As part of the Enron project, built the attached model, Below is the summary of the steps,
Below model gives highly perfect scores
cv = StratifiedShuffleSplit(n_splits = 100, test_size = 0.2, random_state = 42)
gcv = GridSearchCV(pipe, clf_params,cv=cv)
gcv.fit(features,labels) ---> with the full dataset
for train_ind, test_ind in cv.split(features,labels):
x_train, x_test = features[train_ind], features[test_ind]
y_train, y_test = labels[train_ind],labels[test_ind]
gcv.best_estimator_.predict(x_test)
Below model gives more reasonable but low scores
cv = StratifiedShuffleSplit(n_splits = 100, test_size = 0.2, random_state = 42)
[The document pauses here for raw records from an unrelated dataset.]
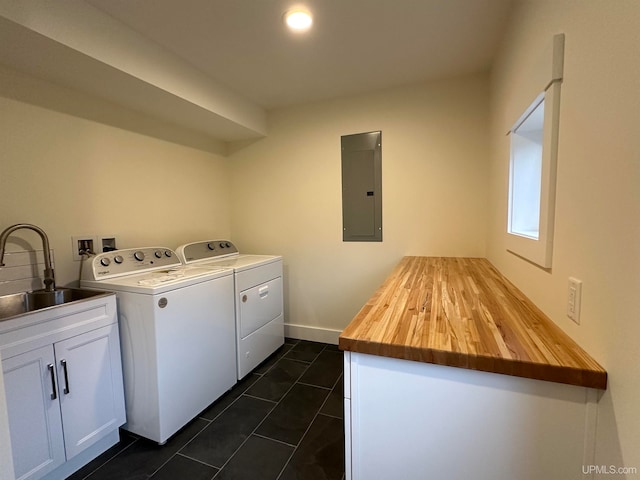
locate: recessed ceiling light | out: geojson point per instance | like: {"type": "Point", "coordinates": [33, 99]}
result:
{"type": "Point", "coordinates": [298, 20]}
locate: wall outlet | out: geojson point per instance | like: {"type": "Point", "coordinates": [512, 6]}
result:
{"type": "Point", "coordinates": [83, 244]}
{"type": "Point", "coordinates": [106, 243]}
{"type": "Point", "coordinates": [574, 299]}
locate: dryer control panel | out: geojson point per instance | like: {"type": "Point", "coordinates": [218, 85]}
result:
{"type": "Point", "coordinates": [206, 250]}
{"type": "Point", "coordinates": [129, 261]}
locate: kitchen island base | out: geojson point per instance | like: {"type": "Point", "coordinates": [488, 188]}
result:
{"type": "Point", "coordinates": [416, 421]}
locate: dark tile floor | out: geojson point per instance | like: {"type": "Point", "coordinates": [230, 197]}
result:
{"type": "Point", "coordinates": [283, 421]}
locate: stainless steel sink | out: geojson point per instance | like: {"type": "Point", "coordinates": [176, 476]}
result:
{"type": "Point", "coordinates": [26, 302]}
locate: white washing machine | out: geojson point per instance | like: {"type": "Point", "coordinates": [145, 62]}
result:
{"type": "Point", "coordinates": [177, 332]}
{"type": "Point", "coordinates": [258, 297]}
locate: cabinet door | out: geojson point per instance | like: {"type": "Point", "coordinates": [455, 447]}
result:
{"type": "Point", "coordinates": [91, 395]}
{"type": "Point", "coordinates": [34, 413]}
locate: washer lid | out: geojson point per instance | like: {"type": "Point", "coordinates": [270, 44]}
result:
{"type": "Point", "coordinates": [159, 281]}
{"type": "Point", "coordinates": [242, 262]}
{"type": "Point", "coordinates": [206, 250]}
gcv = GridSearchCV(pipe, clf_params,cv=cv)
gcv.fit(features,labels) ---> with the full dataset
for train_ind, test_ind in cv.split(features,labels):
x_train, x_test = features[train_ind], features[test_ind]
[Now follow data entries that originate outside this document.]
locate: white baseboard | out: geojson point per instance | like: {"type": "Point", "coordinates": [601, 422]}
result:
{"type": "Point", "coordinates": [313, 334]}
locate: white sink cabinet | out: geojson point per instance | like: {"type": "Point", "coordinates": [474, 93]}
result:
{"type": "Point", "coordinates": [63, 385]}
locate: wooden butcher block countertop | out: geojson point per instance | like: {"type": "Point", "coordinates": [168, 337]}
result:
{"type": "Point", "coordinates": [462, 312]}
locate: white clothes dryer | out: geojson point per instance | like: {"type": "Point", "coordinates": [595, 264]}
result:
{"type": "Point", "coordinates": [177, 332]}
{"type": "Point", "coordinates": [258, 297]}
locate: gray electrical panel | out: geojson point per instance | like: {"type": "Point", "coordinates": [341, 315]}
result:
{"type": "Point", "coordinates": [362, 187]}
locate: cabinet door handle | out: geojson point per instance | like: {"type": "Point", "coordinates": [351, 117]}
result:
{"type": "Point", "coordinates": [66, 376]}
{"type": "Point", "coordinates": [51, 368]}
y_train, y_test = labels[train_ind],labels[test_ind]
gcv.best_estimator_.fit(x_train,y_train)
gcv.best_estimator_.predict(x_test)
Used Kbest to find out the scores and sorted the features and trying a combination of higher and lower scores.
Used SVM with a GridSearch using a StratifiedShuffle
Used the best_estimator_ to predict and calculate the precision and recall.
The problem is estimator is spitting out perfect scores, in some case 1
But when I refit the best classifier on training data then run the test it gives reasonable scores.
My doubt/question was what exactly GridSearch does with the test data after the split using the Shuffle split object we send in to it. I assumed it would not fit anything on Test data, if that was true then when I predict using the same test data, it should not give this high scores right.? since i used random_state value, the shufflesplit should have created the same copy for the Grid fit and also for the predict.
So, is using the same Shufflesplit for two wrong?